Text Preprocessing in Python: Steps, Tools, and Examples

We outline the basic steps of text preprocessing, which are needed for transferring text from human language to machine-readable format for further processing. We will also discuss text preprocessing tools.

comments

By Olga Davydova, Data Monsters.

After a text is obtained, we start with text normalization. Text normalization includes:

converting all letters to lower or upper case
converting numbers into words or removing numbers
removing punctuations, accent marks and other diacritics
removing white spaces
expanding abbreviations
removing stop words, sparse terms, and particular words
text canonicalization

We will describe text normalization steps in detail below.

Convert text to lowercase

Example 1. Convert text to lowercase

Python code:

 
input_str = ”The 5 biggest countries by population in 2017 are China, India, United States, Indonesia, and Brazil.”
input_str = input_str.lower()
print(input_str)

Output:

 
the 5 biggest countries by population in 2017 are china, india, united states, indonesia, and brazil.

Remove numbers

Remove numbers if they are not relevant to your analyses.
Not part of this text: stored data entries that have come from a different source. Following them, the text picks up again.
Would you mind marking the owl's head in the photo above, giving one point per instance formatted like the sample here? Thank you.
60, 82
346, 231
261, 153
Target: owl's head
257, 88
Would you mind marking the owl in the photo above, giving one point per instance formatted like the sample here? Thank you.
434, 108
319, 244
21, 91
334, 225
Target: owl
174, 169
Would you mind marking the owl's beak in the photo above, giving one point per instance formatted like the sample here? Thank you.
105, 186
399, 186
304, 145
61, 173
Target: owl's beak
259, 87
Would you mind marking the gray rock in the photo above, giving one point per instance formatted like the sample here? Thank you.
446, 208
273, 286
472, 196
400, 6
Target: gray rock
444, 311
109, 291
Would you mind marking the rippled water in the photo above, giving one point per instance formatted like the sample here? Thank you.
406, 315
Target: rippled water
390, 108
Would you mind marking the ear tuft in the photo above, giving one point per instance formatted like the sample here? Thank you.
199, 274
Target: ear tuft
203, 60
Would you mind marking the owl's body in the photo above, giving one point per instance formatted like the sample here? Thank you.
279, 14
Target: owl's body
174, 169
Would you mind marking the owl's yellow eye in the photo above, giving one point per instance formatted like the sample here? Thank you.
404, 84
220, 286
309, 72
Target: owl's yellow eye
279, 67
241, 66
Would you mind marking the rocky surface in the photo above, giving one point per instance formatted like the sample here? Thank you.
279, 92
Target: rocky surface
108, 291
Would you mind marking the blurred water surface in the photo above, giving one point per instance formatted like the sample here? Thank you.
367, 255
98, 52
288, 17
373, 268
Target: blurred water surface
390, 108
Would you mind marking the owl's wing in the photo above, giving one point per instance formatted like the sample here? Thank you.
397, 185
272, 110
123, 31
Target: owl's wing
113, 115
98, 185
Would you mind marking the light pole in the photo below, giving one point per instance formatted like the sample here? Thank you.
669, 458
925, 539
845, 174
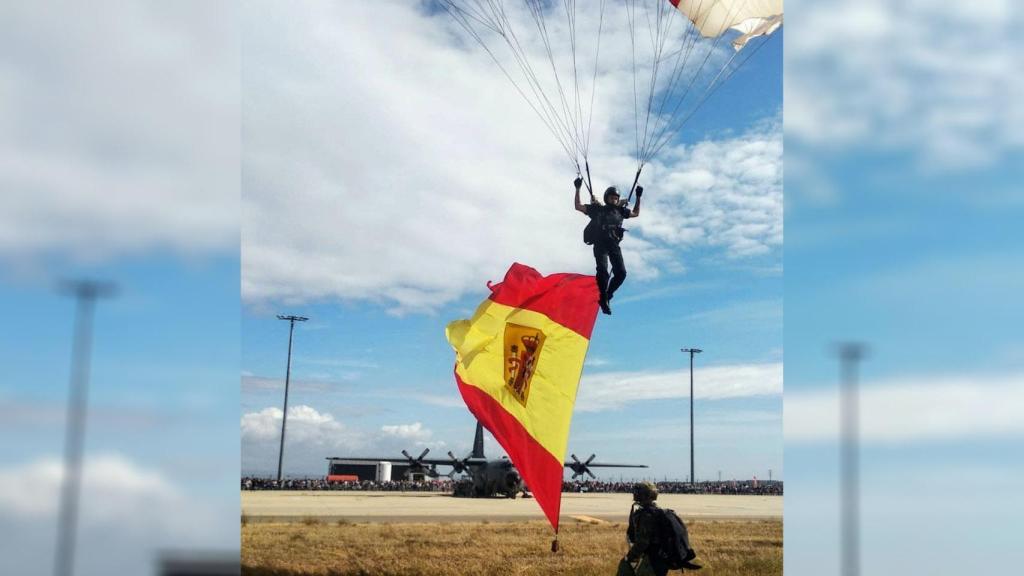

Usually, regular expressions are used to remove numbers.

Example 2. Numbers removing

Python code:

 
import re
input_str = ’Box A contains 3 red and 5 white balls, while Box B contains 4 red and 2 blue balls.’
result = re.sub(r’\d+’, ‘’, input_str)
print(result)

Output:

 
Box A contains red and white balls, while Box B contains red and blue balls.

Remove punctuation

The following code removes this set of symbols [!”#$%&’()*+,-./:;<=>?@[\]^_`{|}~]:

Example 3. Punctuation removal

Python code:

 
import string
input_str = “This &is [an] example? {of} string. with.? punctuation!!!!” # Sample string
result = input_str.translate(string.maketrans(“”,””), string.punctuation)
print(result)

Output:

 
This is an example of string with punctuation

Remove whitespaces

To remove leading and ending spaces, you can use the strip() function:

Example 4. White spaces removal

Python code:

 
input_str = “ \t a string example\t “
input_str = input_str.strip()
input_str

Output:

 
‘a string example’

Tokenization

Tokenization is the process of splitting the given text into smaller pieces called tokens. Words, numbers, punctuation marks, and others can be considered as tokens. In this table (“Tokenization” sheet) several tools for implementing tokenization are described.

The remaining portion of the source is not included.